As a teacher, I find myself on an eternal quest to find a stimulating, original theme to link areas of learning for my pupils, which holds sufficient breadth to avoid the need for tokenistic links that end up making little sense to the children and even less sense to me! In the past I have found myself straight-jacketed by agreed whole school topics that were driven by one subject….the result being that I actually ended up completing virtually dissertation level research into obscure Victorian explorers to try to find some semblance of a link between the ‘given’ history theme of the said Victorian Explorers and the geography topic of The Amazon?!? Hours of my life that I will never get back and a process I have sworn to never enter into again as a result.

This has resulted in me scouring book shops, blogs, Pinterest and social media for rich learning contexts which have enough inbuilt freedom to link the sometimes disparate aspects of the curriculum in a meaningful way. On rare occasions you discover high quality texts which emit an almost mythical call to teachers everywhere…..use me and your pupils will love learning whatever you throw their way! ‘The Nowhere Emporium’ by Ross Mackenzie is one such text that emanates with this ethereal educational glow!


I couldn’t possibly be tempted to give the plot of the book way….it must be experienced to truly appreciate the magic of the story but I will at least allude to some aspects to exemplify how this text could be a godsend for cross-curricular learning.

The story itself is centred around the eponymous Nowhere Emporium; a magical shop which can travel through time and space holding endless wonders behind the myriad of doors that festoon the labyrinthine hallways. This very fact makes it the perfect vehicle for cross curricular learning as, regardless of historical period, geographical context, artistic theme or mathematical skill…the Nowhere Emporium can go there with you. 

At the same time, the story itself it a true wonder to read. The story is dripping with powerful language, emotive descriptions and wonderful characterisation, providing a multitude of opportunities to use the book as he center of English reading and writing development.
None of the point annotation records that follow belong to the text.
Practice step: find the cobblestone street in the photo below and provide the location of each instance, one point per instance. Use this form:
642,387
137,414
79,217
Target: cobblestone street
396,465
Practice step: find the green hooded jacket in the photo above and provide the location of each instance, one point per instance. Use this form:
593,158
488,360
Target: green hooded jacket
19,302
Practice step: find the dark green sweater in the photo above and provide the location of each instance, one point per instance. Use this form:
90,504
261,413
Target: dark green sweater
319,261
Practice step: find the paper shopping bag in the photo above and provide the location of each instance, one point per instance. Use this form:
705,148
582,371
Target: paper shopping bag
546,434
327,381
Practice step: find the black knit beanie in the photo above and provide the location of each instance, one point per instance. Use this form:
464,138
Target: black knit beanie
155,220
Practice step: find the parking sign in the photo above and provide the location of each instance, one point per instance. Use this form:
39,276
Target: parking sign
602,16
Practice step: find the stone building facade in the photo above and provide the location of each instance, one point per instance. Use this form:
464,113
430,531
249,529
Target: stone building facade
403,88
I am already buzzing with the thoughts of how I am going to integrate the story into my teaching during the new academic year! I am immediately determined to transform my classroom into a version of the Nowhere Emporium; red velvet curtains draped over my stock cupboard door with gold lettered ‘Hall of Wonders’ sign, where I will be regularly ‘finding’ the latest unusual object, letter or image provided by the magics of the Nowhere Emporium….which will magically link to our curriculum for the term, our very own Book of Wonders to capture examples of amazing learning, oustanding behaviour and home learning tasks and maybe even a desk/bureau for the Emporium’s Mr Silver to work at when he visits in our absence…which could also luckily double up as the class writing area! I can also see myself scouring eBay to find some unwanted roles of ‘library shelf’ event wall paper to really help transform my classroom into the dusty curiousity shop that is the Nowhere Emporium.

The author, Ross Mackenzie, is a true master of his art. A book written for children which can also fire the imagination of adults is a rare creature and I, for one, am greatly appreciative that he has chosen to share his wonderful story with the world! You MUST get yourself a copy….it will be your ticket to cross the threshold of the Nowhere Emporium and you will never want to leave!